Climate & Environment
- The Paris Agreement entered into force on November 4, far faster than anticipated, after the United States and China jointly ratified the accord in September.
- Global carbon dioxide concentrations permanently surpassed 400 parts per million at the Mauna Loa observatory, a threshold not seen in millions of years of geological record.
- The Great Barrier Reef experienced its worst mass coral bleaching event on record, with aerial surveys revealing that 93% of reefs showed some bleaching.
- India ratified the Paris Agreement in October and committed to renewable energy expansion, targeting 175 GW of installed capacity by 2022.
- An international agreement signed in Kigali, Rwanda in October amended the Montreal Protocol to phase down hydrofluorocarbon refrigerants, potent greenhouse gases.
- Severe flooding in Louisiana in August caused an estimated $10 billion in damage, displacing tens of thousands of residents in what was described as the worst U.S. natural disaster since Hurricane Sandy.
- Wildfire activity in western Canada forced the evacuation of Fort McMurray, Alberta in May, with the fire destroying approximately 2,400 structures and causing an estimated $3.6 billion in insured losses.
- Ecuador was struck by a 7.8-magnitude earthquake in April, killing over 650 people and causing widespread damage along the Pacific coast.
- Typhoon Meranti, the strongest tropical cyclone of the year globally, struck the Philippines, Taiwan, and southeastern China in September with sustained winds exceeding 300 kilometers per hour.
- Global investments in renewable energy declined slightly from 2015 levels but remained above $240 billion, with solar installations accounting for the largest share of new capacity.
Culture & Society
- The Rio de Janeiro Olympic Games took place in August amid concerns over Zika virus, incomplete venues, and water quality. Brazil won its first Olympic gold medal in men's football.

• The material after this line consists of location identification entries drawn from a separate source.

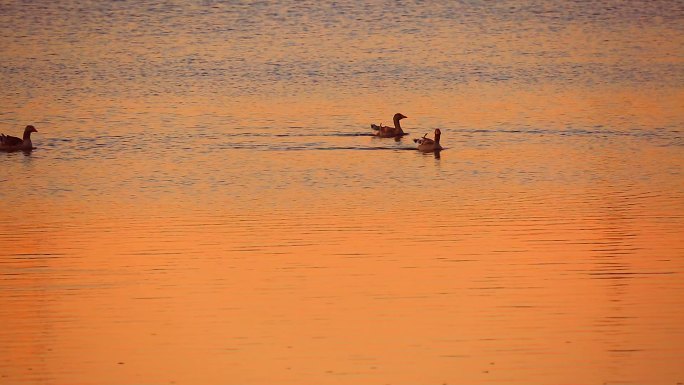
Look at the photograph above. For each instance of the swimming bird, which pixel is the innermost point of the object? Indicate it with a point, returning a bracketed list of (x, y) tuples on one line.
[(12, 143), (390, 132), (428, 145)]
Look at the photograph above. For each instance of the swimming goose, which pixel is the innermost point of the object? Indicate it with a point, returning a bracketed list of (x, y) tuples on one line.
[(390, 132), (12, 143), (429, 145)]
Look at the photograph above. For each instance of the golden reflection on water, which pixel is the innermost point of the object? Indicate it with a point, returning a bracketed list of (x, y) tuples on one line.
[(211, 210), (487, 279)]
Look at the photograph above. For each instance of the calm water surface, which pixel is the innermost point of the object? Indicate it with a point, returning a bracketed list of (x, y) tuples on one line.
[(206, 204)]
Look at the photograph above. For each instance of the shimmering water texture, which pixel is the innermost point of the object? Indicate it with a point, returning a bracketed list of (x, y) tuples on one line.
[(206, 203)]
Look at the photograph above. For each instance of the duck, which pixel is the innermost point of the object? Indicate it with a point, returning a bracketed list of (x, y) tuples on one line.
[(10, 143), (428, 145), (390, 132)]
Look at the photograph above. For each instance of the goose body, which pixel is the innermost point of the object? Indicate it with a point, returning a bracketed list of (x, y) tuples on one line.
[(429, 145), (390, 132), (10, 143)]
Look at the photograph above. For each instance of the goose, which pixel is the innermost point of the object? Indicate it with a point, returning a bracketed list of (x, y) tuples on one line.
[(390, 132), (12, 143), (429, 145)]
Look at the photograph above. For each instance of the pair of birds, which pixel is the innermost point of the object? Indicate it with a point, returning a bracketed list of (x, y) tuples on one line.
[(425, 144), (12, 143)]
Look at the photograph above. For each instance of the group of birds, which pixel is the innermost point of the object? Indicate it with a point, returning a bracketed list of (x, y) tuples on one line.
[(12, 143), (425, 144)]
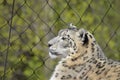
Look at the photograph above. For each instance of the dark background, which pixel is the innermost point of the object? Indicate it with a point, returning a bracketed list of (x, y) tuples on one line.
[(26, 26)]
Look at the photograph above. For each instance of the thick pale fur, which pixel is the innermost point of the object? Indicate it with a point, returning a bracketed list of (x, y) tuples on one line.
[(84, 60)]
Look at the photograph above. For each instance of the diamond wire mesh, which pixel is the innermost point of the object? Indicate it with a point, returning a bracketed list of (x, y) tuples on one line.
[(27, 25)]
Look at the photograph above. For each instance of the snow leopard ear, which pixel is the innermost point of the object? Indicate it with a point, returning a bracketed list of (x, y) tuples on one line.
[(83, 36)]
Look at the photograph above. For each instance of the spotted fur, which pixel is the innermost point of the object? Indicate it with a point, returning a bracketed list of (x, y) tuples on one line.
[(81, 57)]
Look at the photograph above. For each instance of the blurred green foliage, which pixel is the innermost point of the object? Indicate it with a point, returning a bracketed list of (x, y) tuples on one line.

- Muhammad Ali, widely regarded as the greatest heavyweight boxer in history, died on June 3 at the age of 74.
- The musical Hamilton, created by Lin-Manuel Miranda, won 11 Tony Awards and became a defining cultural phenomenon, reshaping public engagement with American history.
- David Bowie died on January 10 at the age of 69, two days after releasing his final album Blackstar. Prince died on April 21 at the age of 57.
- The refugee crisis continued to dominate European politics, with over 1 million people seeking asylum in EU member states and contributing to the rise of anti-immigration political movements.
- Pokemon Go, an augmented reality mobile game, became a global phenomenon upon its July release, attracting an estimated 500 million downloads within two months.
- The Standing Rock Sioux Tribe led protests against the Dakota Access Pipeline near their reservation in North Dakota, drawing national attention to Indigenous water and land rights.
- The Black Lives Matter movement continued to grow following police shootings of Alton Sterling in Baton Rouge and Philando Castile in suburban Minneapolis in July.
- Bob Dylan was awarded the Nobel Prize in Literature, the first songwriter to receive the honor, generating debate over the boundaries of literary achievement.
- Fidel Castro, leader of the Cuban Revolution and president of Cuba for nearly five decades, died on November 25 at the age of 90.